Refugees that are granted residency in Norway are temporarily immobilized in their new home municipalities through a combination of regulations. These regulations include the Introduction Act and the government’s policy of refugee dispersal. In what is to be their temporary community over a period usually lasting somewhere between 2-5 years, those settled undergo a process of (re-)qualification, or the introduction program, through which they are to be prepared for life in Norway. For this IMER lunch seminar, Gard Høibjerg from Inland University of Applied Sciences will present data gathered through seven months of ethnographic fieldwork in four rural municipalities. In his fieldwork, Gard followed the daily operations of refugee administration and adult education centers, interviewed the users of these services (i.e. people settled as refugees) and attended a series of meetings and activities organized by the volunteer sector.
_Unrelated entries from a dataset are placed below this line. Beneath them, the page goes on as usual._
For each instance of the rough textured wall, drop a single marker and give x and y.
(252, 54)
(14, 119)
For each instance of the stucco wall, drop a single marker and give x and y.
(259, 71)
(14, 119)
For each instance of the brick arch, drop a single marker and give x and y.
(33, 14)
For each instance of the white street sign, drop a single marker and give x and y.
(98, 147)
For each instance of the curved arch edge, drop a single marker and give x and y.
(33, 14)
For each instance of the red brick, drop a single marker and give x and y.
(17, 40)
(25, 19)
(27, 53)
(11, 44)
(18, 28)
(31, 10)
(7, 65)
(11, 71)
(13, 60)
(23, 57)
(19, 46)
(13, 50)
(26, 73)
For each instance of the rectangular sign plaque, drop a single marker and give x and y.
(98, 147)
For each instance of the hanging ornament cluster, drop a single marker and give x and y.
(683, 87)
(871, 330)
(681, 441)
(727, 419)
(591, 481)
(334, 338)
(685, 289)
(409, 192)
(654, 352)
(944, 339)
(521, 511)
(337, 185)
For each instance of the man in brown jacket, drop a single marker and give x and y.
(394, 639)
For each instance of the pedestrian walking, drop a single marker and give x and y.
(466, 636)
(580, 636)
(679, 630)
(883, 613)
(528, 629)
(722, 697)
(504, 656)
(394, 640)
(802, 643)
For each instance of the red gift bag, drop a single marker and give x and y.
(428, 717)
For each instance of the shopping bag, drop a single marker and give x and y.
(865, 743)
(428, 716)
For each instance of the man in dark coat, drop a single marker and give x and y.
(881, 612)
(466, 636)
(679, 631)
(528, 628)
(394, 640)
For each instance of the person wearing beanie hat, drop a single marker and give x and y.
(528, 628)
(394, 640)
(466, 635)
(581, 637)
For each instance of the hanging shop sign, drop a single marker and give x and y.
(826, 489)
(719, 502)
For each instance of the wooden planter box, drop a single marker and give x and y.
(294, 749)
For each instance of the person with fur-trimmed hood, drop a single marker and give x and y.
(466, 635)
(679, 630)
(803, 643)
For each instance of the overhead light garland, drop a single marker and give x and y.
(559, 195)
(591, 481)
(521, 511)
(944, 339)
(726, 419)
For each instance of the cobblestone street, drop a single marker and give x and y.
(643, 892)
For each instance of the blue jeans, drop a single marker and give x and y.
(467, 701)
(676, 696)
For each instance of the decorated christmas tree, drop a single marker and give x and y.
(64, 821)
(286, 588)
Based on this fieldwork, Gard will present findings from a paper that is currently under review named ‘We do not use freezers in Syria’: exploring the pursuit of belonging among refugees in a Norwegian village. Here, he offers a theoretical approach to better understand the process of refugee integration through a focus on the mundane activities of everyday life.
A light lunch will be served. All welcome!
Gard Ringen Høibjerg is a PhD-candidate in public innovation at the Inland University of Applied Sciences in Lillehammer. His PhD project aims to analyze refugee integration in rural municipalities in Norway through a service perspective.